Stock Markets May 12, 2026 06:40 AM

Prosus Shares Fall After New Delivery Hero Stake Sale, Analysts Trim Targets

Market reacts to fresh disposal of Delivery Hero holdings and pre-earnings uncertainty around Tencent

By Marcus Reed

Prosus shares dropped sharply after the company confirmed a 5% sale of Delivery Hero to Aspex Management for roughly €335 million at €22 per share. The transaction, part of a wider set of disposals tied to European Commission commitments, compounded concerns about portfolio dilution, persistent insider selling, and looming Tencent results that together dragged the stock toward its 52-week low.

Prosus Shares Fall After New Delivery Hero Stake Sale, Analysts Trim Targets

Key Points

  • Prosus stock fell 7.2% to €38.13 after confirming a 5% Delivery Hero stake sale to Aspex Management for about €335 million at €22 per share.
  • The transaction is part of a broader set of Delivery Hero disposals tied to European Commission commitments and follows a mid-April sale of 4.5% to Uber for roughly €270 million at €20 per share.
  • Analyst sentiment softened with UBS trimming its price target to €79 from €80 and consensus targets cut to €51 from €54; insider selling and Tencent earnings uncertainty intensified selling pressure.

Prosus experienced a pronounced selloff today, with the stock falling 7.2% to trade at €38.13 following confirmation that the company sold a 5% stake in Delivery Hero to Hong Kong-based investment fund Aspex Management for approximately €335 million, at a price of €22 per share.

The company said the sale is one element of a larger series of Delivery Hero disposals linked to commitments made to the European Commission. Although the deal was carried out at a premium to recent market prices for Delivery Hero, investors interpreted the ramp-up in asset sales as a negative influence on Prosus's net asset value.

This latest disposal comes on the heels of a mid-April transaction in which Prosus sold a 4.5% stake in Delivery Hero to Uber for about €270 million at €20 per share. Together, the transactions represent a material reduction in Prosus's exposure to Delivery Hero and reflect an active program of portfolio pruning.

On the analyst front, UBS kept its Buy rating on Prosus but trimmed its price target to €79.00 from €80.00. More broadly, analyst consensus targets were reduced to €51 from €54, a downward revision that the market attributed to more cautious assumptions around revenue growth, profit margins, and future valuation multiples for the company.

Insider activity has added to the company's headwinds.
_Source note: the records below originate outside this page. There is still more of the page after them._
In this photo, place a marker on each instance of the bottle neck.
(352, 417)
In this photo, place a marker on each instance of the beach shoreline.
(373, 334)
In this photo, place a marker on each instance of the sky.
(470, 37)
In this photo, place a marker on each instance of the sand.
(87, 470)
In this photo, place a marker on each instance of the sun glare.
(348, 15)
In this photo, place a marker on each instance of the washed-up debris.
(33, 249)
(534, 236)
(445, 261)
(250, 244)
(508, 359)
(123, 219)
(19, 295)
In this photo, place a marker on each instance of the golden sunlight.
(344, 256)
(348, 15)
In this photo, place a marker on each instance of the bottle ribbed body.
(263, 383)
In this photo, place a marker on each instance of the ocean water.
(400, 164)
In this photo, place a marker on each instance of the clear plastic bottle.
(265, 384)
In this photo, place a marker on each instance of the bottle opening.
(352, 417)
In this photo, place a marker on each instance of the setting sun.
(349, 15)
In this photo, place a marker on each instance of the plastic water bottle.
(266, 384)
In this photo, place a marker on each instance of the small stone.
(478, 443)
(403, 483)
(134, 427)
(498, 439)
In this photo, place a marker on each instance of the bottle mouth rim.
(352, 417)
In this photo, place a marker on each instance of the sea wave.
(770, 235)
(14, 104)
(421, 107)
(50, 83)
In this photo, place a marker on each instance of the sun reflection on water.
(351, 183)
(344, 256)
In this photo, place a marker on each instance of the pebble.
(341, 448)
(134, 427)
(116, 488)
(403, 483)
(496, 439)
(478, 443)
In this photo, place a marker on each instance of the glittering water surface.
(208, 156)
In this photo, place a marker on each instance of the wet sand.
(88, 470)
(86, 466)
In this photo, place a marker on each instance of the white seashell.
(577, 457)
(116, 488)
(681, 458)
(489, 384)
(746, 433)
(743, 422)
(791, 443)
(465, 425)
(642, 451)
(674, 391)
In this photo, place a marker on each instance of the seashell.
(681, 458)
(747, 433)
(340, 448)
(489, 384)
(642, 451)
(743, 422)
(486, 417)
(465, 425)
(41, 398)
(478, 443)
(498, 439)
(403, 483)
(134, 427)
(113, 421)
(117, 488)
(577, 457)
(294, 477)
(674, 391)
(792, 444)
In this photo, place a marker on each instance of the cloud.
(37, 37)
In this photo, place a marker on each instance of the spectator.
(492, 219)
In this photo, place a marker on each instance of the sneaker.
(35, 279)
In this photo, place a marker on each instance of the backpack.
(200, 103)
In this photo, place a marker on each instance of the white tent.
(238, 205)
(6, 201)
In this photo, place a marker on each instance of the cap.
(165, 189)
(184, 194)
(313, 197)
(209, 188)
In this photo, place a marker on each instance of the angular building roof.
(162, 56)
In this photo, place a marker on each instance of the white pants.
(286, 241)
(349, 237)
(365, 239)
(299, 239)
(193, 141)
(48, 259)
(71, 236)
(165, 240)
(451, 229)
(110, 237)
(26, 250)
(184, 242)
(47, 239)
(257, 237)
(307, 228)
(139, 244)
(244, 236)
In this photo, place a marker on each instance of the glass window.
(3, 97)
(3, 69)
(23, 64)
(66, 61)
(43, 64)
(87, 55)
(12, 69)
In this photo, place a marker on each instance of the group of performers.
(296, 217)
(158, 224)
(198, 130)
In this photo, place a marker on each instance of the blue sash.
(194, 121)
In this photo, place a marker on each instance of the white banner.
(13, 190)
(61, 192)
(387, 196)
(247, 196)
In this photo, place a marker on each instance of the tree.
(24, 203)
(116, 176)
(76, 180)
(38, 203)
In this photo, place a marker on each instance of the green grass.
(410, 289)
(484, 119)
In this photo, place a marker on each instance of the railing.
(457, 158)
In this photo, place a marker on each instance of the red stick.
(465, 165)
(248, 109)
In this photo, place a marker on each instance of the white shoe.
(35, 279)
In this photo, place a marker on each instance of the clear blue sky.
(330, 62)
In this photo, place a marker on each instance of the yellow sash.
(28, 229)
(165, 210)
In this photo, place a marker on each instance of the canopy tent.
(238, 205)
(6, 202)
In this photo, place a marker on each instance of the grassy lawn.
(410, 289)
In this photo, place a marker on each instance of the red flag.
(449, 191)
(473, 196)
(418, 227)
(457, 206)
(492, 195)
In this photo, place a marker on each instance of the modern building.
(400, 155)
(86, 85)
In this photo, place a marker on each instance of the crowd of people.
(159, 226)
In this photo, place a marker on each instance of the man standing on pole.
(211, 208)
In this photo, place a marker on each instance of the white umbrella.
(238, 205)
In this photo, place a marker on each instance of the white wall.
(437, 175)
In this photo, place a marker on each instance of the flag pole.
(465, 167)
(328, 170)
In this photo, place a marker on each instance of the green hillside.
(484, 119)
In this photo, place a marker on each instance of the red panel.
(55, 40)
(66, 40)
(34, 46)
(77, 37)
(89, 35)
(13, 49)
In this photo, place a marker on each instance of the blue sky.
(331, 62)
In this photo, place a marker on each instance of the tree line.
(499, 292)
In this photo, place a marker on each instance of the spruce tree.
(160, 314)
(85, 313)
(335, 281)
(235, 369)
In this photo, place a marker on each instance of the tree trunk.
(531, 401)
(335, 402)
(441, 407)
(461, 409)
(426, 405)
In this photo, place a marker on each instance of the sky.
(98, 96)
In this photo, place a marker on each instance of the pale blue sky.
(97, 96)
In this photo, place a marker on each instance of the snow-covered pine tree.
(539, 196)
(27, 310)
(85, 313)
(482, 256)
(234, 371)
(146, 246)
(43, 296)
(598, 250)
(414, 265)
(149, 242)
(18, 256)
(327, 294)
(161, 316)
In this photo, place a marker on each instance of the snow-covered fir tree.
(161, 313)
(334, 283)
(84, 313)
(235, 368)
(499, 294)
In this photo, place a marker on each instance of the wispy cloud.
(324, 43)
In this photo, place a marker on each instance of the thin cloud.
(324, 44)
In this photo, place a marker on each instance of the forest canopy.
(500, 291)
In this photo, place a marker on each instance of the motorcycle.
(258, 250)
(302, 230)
One senior executive sold roughly 500,000 shares in February, and insiders as a group have been net sellers by a wide margin over the past 12 months. Market participants viewed this pattern of selling as an additional overhang on investor sentiment.

Prosus derives about 80% of its net asset value from holdings in Tencent, where it holds an approximate 23% stake. With Tencent's next earnings report estimated for May 14, 2026, the calendar-driven uncertainty ahead of that event contributed to selling pressure on Prosus shares.

Importantly, the move lower appeared to be company-specific rather than market-wide. Major U.S. equity benchmarks - the S&P 500, the Dow Jones, and the NASDAQ - were all modestly higher on the day, indicating the decline in Prosus was driven by factors particular to the firm.

Market observers pointed to several converging elements that pressured the stock: continued dilution of the portfolio through Delivery Hero stake sales, a steady downward drift in analyst price targets, ongoing insider selling, and pre-earnings unease surrounding Tencent. These combined forces pushed Prosus toward its 52-week low of €37.96.

While the asset disposal program is delivering near-term liquidity, the market reaction suggests investors are increasingly concerned about the implications of that strategy for Prosus's long-term growth narrative. The cash raised provides immediate flexibility, but the acceleration of sales appears to be weighing on confidence in the company’s future trajectory, leaving the share price under substantial strain.

Risks

  • Ongoing portfolio disposals may continue to dilute net asset value and weigh on investor confidence - affecting equity markets and technology/holding-company valuations.
  • Persistent insider selling could signal governance or confidence concerns to investors, potentially impacting liquidity and share price stability in the stock market sector.
  • Pre-earnings uncertainty around Tencent (Prosus’s largest asset) may prompt short-term volatility in Prosus shares tied to upcoming corporate results in the technology sector.